In a second epilogue, a copy of Resaint's consciousness is uploaded and has a conversation with a sentient AI. It discusses the Holocene extinction and offers her a chance to observe the future of evolution over the course of millions of years.

==Reception and awards==

Kevin Power of The Guardian wrote that Venomous Lumpsucker is a systems novel, a style which has recently fallen out of favor in the literary world. Powers notes that "this is a pity, because the systems that systems novels exist to describe and satirise have not exactly gone away." The review called Venomous Lumpsucker a "near-faultless technical performance" and stated that it is Beauman's best novel to date.
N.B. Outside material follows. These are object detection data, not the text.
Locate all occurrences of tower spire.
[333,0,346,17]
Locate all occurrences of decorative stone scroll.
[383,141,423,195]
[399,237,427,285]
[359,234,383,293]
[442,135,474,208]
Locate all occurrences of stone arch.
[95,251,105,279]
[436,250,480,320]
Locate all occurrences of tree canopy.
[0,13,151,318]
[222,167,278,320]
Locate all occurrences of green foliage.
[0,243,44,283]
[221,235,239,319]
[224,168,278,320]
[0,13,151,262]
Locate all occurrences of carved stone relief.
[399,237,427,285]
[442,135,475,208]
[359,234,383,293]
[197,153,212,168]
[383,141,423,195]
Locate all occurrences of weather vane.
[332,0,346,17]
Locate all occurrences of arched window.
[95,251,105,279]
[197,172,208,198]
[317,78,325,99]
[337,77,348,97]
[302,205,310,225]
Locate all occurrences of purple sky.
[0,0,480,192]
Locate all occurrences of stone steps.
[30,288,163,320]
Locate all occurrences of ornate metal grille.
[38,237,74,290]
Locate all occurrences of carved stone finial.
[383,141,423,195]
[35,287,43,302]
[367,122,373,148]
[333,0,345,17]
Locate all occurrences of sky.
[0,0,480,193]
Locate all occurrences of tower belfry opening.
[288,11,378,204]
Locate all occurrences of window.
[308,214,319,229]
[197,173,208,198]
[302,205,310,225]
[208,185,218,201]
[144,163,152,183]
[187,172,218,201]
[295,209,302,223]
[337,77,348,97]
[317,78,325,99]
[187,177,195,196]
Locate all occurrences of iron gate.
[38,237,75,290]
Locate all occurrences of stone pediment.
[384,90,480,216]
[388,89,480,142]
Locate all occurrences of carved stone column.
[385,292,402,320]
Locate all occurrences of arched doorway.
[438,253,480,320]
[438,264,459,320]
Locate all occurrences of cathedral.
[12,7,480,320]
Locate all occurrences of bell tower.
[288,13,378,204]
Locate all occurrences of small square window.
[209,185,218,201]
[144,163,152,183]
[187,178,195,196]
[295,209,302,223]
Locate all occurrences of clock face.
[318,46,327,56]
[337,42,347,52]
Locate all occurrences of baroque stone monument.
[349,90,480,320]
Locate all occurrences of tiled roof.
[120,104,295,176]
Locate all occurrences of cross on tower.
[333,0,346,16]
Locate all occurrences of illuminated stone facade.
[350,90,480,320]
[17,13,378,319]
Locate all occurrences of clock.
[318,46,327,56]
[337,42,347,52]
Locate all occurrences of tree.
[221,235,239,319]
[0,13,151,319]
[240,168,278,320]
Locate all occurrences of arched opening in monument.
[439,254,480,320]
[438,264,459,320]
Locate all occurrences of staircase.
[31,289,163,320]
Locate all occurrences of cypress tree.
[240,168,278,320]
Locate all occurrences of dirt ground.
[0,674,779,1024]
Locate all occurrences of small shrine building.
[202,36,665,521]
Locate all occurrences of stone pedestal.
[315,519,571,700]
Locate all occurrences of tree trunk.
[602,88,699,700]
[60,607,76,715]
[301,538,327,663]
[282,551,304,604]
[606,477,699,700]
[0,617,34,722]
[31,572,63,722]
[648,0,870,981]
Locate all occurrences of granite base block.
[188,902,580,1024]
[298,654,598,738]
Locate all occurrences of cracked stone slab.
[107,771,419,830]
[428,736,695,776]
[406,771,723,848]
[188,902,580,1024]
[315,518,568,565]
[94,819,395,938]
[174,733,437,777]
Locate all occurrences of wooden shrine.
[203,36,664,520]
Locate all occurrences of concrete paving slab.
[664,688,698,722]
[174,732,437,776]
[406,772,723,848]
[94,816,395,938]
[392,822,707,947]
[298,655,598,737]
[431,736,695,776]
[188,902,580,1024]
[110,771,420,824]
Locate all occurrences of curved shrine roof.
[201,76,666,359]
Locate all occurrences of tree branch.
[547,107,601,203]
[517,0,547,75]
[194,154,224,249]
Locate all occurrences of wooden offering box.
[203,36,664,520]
The review concluded that "to read the book is to be told a story that is at once extremely funny in its details and darkly grief-stricken in its totality."

Paul Di Filippo of Locus praised the relationship between Resaint and Halyard, commenting on their "intense, witty, bantering philosophical dialogue." Beauman avoids portraying either as entirely correct in their approach; Di Filippo states that "each one gets off stimulating arguments in his or her favor, presenting the reader with the equivalent of a vivid enjoyable Socratic teach-in." The same review praised the postmodern style and Beauman's omniscient narration, noting that it rises to the level of author authors including Neal Stephenson, Matt Ruff, and Nick Harkaway.

Ben Walker of London Review of Books wrote that Beauman's system of extinction credits closely parallels the real-world practice of biodiversity offsetting. Walker also stated that Beauman's worldbuilding includes "institutional machinery that fills the gap between the market and reality." The review compared the bureaucracy of Beauman's novel to works by Franz Kafka and David Foster Wallace. According to Walker, Surface Wave was the most interesting setting in the novel, "a floating city in the Gulf of Finland full of eco-Elon Musks, where residents pay no income tax and all business is conducted off-grid using cryptocurrencies. This is a version of the future – one in which biotech and libertarian governance are intertwined – that’s surprisingly underexplored in contemporary speculative fiction."

The novel won the 2023 Arthur C. Clarke Award.